In my lifetime, I have always had health insurance provided by employers and have watched doctors switch extremes in medical testing. In the ’60s and ’70s, they ordered tests for everything. In the past 25 years, the influence of HMO’s and “managed care” has swung the pendulum. Doctors who prescribe too many tests risk exclusion from the insurance company’s network and loss of practices. The reason I never had an ultrasound of my urinary tract was the test (in the US) is expensive and without symptoms is not considered necessary by insurers. Unfortunately, kidney cancer doesn’t display symptoms until it’s often too late …

The recommendation here was no different than it would have been in the US — remove my kidney. Chemotherapy and radiation are ineffective in killing renal cell cancers. Rather than fly to the Australian mainland or to the States (requiring significant time delay and insurance concerns without a Medicare gap policy), I opted to have the surgery done in Hobart. We were fortunate to find an outstanding urologist, trained in the US in laparoscopic (keyhole) surgery. The pathology showed the cancer was Stage 1, small and localized, making the prognosis for a normal life excellent.

Unfortunately, in the alternative life scenario in the US, the cancer would have gone unnoticed until it showed symptoms, perhaps far enough along to have spread to the lungs, lymph nodes, brain and bones. The Australian health-care system and lack of insurance-company pressure on doctor’s use of diagnostic tools saved and extended my life. The cost? Four days in a private hospital, including 2 surgeons: $12,193. Insurance covered all but $500. (A conservative estimate of the procedure done in the US exceeds $80,000.) The cost of the ultrasound that saved my life? $100, again covered by insurance.

Insurance-provider influence on doctor’s medical decisions in the US has become pervasive and dangerous, without lowering costs.
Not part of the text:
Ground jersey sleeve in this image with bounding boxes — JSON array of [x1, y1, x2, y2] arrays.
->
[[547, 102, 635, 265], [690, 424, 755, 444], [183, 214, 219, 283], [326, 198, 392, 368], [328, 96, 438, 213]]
There is no oversight or recourse with insurance company decisions other than lawsuits, which are lengthy, unsatisfying and after-the-fact. Curiously, the prostate drug outlawed in Australia because it causes heart attacks was “recommended” by my health insurer to my US doctor, as a lower-cost alternative to what he originally prescribed.

After a UN study recently revealed US health care ranked 37th in the world, the reaction of most was the low ranking was caused by the high number of uninsured citizens. Uncontrolled high costs and pressure by insurance companies to reduce payments for preventative diagnostic testing have as much to do with our low quality rank, as does the number of uninsured. Health care systems outside our country demonstrate that medical costs need not be as extraordinarily high as they are in the US, and still provide superior care.

Among themselves, Aussies refer to their homeland as “The Lucky Country.” I consider myself lucky to have visited them, had my life extended and to have seen what can be done with health care, where people have the political will to change.

Rick Moltzon was a corporate manager for over 30 years. He is currently semi-retired, doing part-time consulting while living in Hobart, Tasmania.